De afgelopen weken ben ik een stuk creatiever en initiatiefrijker geworden, zo heb ik erg veel meegedacht in hoe we onze doelgroep willen benaderen en heb ik van alle modellen die we gebruikt hebben een inzichtelijke template gemaakt. Ook heb ik het initiatief genomen om tijdens een campus dag pro-actief als mentor te werken.
Wat ik nog verder wil verbeteren de komende periode is het blijven initiatief nemen. Een voorbeeld hiervan is het stellen van vragen tijdens interviews. Als groep zijnde hebben we de afgelopen weken erg veel gedaan, maar ook zelfstandig heb ik mijn taken altijd uitgevoerd.
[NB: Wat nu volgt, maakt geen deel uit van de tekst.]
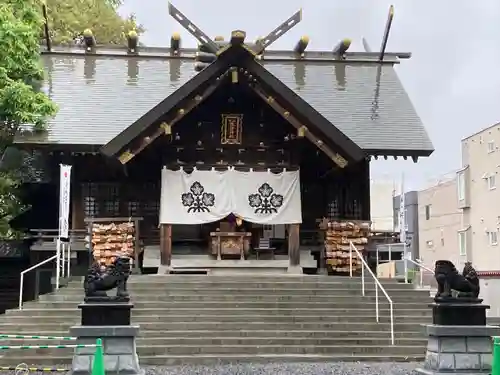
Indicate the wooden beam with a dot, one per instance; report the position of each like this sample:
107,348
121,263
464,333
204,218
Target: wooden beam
165,128
294,244
166,244
273,36
192,28
335,156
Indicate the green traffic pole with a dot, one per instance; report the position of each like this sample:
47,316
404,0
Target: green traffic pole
495,363
98,365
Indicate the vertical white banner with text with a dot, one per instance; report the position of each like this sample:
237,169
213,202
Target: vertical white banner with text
64,199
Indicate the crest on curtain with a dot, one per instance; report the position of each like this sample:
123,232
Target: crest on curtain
265,201
197,200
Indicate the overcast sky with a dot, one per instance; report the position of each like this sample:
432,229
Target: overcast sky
453,77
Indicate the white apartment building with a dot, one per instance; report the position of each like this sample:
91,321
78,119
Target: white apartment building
459,219
440,223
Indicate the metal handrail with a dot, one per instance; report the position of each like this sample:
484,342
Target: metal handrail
422,267
21,286
377,286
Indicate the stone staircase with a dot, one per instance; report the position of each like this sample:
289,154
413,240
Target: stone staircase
213,319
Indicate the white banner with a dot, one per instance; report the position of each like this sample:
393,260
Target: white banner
207,196
198,197
64,199
402,213
266,197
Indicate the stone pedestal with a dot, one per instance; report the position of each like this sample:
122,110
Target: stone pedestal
106,314
111,323
459,350
458,340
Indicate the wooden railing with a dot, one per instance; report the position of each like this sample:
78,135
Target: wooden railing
45,239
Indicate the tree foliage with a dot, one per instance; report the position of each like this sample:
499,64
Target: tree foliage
20,101
69,18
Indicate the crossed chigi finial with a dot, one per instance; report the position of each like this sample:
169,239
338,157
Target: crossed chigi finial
211,46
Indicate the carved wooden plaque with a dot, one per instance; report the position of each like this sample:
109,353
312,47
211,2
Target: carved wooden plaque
231,129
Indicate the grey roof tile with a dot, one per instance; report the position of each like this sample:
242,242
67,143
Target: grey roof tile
99,97
346,95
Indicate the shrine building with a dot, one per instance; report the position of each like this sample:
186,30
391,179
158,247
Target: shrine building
219,153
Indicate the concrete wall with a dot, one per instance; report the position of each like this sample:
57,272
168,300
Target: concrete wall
381,193
440,220
481,158
412,224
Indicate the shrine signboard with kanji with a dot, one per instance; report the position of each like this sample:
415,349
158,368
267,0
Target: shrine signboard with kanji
231,129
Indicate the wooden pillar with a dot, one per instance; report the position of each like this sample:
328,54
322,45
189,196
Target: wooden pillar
165,244
294,245
78,207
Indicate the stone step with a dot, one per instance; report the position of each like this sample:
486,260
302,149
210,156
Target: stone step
200,334
26,325
178,284
290,304
209,348
370,297
245,277
180,339
242,319
211,359
206,311
182,289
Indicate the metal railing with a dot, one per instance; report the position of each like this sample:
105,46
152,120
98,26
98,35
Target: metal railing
377,286
423,270
63,263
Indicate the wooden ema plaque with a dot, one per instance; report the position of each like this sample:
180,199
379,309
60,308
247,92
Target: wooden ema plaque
111,238
338,235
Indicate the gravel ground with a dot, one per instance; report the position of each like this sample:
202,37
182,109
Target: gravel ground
291,369
337,368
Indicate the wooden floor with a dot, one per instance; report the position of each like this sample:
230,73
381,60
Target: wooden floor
206,261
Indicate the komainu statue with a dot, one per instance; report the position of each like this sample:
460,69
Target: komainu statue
448,279
99,280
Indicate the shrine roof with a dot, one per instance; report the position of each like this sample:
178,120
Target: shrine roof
99,95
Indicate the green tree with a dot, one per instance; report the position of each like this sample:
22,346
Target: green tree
21,102
69,18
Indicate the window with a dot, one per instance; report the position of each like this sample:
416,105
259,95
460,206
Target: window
427,212
491,146
491,182
493,238
462,242
461,186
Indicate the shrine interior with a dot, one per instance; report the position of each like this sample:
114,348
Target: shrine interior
102,187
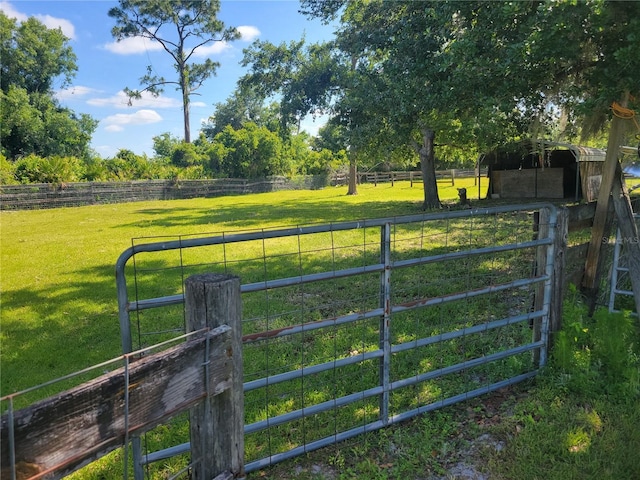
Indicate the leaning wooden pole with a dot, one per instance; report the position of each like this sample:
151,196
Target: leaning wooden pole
217,424
598,232
629,233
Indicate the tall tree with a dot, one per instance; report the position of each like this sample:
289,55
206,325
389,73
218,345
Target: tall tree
181,27
312,79
243,105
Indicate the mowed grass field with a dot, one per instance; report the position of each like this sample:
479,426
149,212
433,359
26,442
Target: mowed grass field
59,305
59,315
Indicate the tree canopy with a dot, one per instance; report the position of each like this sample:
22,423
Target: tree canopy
31,119
482,72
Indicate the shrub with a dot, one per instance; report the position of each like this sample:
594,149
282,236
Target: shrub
7,171
55,169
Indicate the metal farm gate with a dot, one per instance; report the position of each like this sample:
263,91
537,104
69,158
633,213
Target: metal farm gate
350,327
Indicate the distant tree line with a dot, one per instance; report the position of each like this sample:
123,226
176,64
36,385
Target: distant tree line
403,84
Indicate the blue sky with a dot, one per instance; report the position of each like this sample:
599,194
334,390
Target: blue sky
105,67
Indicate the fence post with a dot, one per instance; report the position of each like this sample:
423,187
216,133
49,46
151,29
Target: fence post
557,285
217,423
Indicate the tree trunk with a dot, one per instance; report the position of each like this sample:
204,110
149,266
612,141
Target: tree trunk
428,168
185,110
185,87
353,175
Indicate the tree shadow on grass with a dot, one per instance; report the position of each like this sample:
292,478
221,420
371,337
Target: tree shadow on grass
254,215
58,329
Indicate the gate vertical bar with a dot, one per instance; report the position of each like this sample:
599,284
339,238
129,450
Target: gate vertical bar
385,320
127,347
551,217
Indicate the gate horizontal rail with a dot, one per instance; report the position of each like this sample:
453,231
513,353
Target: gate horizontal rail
515,257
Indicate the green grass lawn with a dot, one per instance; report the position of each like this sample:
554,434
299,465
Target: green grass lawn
59,305
59,315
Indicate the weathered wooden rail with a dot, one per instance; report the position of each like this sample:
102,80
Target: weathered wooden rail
60,434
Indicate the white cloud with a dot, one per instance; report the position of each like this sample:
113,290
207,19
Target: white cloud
213,48
11,12
132,46
121,100
248,33
65,25
50,22
75,91
117,122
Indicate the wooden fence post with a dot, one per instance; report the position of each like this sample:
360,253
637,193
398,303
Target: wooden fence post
557,282
629,232
217,424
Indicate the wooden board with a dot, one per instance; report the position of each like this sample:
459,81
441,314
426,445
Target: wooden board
550,183
58,435
529,183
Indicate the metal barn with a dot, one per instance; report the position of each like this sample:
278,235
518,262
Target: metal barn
542,169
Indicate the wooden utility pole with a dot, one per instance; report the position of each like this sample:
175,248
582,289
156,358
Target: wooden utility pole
217,424
598,231
629,233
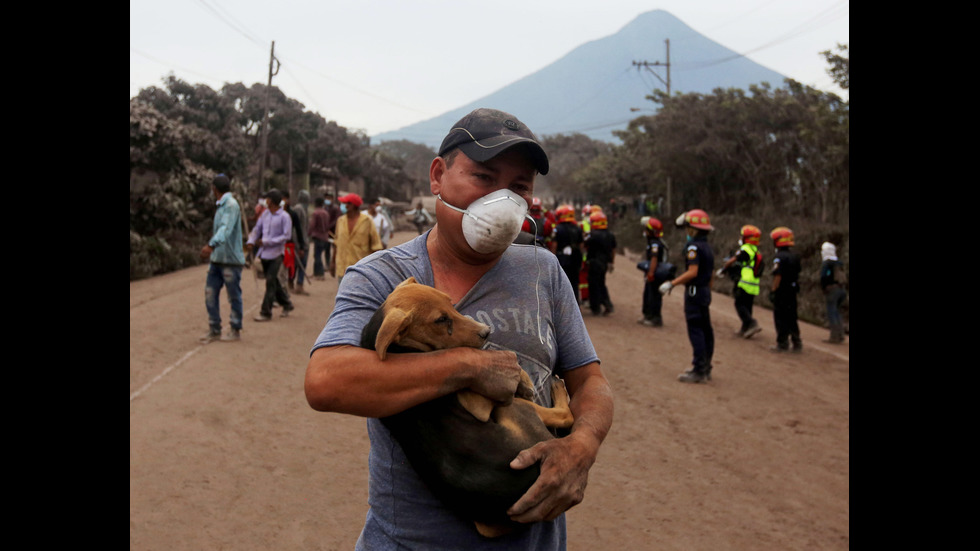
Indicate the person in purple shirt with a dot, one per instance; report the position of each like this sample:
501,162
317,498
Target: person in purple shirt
272,230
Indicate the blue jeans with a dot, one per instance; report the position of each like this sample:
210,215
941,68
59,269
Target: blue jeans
274,291
301,264
231,278
321,256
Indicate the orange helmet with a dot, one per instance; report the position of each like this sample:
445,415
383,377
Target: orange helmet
750,234
782,236
598,221
697,218
565,213
654,226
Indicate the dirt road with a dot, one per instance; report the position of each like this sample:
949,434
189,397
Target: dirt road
226,454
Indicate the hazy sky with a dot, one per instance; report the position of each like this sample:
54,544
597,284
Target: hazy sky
379,65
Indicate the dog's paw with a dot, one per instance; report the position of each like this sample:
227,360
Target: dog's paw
525,389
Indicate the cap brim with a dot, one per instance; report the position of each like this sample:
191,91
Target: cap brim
488,148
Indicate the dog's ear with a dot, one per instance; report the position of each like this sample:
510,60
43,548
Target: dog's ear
395,323
478,405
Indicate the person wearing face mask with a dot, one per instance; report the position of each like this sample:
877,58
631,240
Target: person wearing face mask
272,230
356,236
319,232
483,179
697,280
833,282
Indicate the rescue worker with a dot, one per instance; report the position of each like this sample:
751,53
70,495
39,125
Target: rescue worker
656,252
600,248
785,287
749,263
833,281
697,279
566,243
539,224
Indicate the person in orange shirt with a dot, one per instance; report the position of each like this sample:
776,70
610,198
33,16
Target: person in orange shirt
356,236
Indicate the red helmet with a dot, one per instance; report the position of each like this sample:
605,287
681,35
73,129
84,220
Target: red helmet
654,226
598,221
697,218
750,234
565,213
782,236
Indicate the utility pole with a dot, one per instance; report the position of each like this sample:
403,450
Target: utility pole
647,64
265,118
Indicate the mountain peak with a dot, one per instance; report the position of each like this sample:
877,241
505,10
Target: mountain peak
591,89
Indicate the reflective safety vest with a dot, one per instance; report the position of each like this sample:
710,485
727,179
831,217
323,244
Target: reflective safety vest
747,280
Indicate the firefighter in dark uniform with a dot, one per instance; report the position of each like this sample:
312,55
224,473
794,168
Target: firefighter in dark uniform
566,242
697,280
785,287
600,247
656,253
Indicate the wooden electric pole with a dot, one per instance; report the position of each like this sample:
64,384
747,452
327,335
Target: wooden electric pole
265,117
647,64
666,64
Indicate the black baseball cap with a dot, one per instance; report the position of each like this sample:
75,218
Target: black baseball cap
274,194
485,133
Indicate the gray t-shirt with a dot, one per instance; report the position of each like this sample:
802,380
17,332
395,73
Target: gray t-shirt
524,295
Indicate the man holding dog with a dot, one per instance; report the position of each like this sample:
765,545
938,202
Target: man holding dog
483,179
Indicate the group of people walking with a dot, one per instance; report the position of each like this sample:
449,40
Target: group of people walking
279,240
745,267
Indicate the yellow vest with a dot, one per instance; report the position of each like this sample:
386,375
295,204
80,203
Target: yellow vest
747,280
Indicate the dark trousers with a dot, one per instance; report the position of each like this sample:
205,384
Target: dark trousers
598,293
743,307
653,301
697,312
835,296
274,291
784,317
571,265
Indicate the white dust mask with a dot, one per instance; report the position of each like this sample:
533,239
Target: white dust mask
492,222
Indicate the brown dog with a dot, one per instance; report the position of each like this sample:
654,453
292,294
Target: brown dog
461,445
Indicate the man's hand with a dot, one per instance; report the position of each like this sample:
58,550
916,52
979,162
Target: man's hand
565,464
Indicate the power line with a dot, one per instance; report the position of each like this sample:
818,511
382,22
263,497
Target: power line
823,18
Zo heb ik de golden Circle van CampusNL opgesteld en vond ik het belangrijk om in de beginperiode een sprintplanning op te stellen (9. Bijlage Sprintplanning). Daarnaast ben ik elke woensdag aanwezig geweest bij Campus en heb ik verschillende interviews af kunnen leggen. Aan het einde van de periode heb ik de SWOT-Analyse en de confrontatiematrix op mogen stellen en heb ik deze ook visueel vorm gegeven. Ook houd ik mij bezig met het maken van de PowerPoints van de voortgang presentaties (10. Bijlage voortgang presentaties).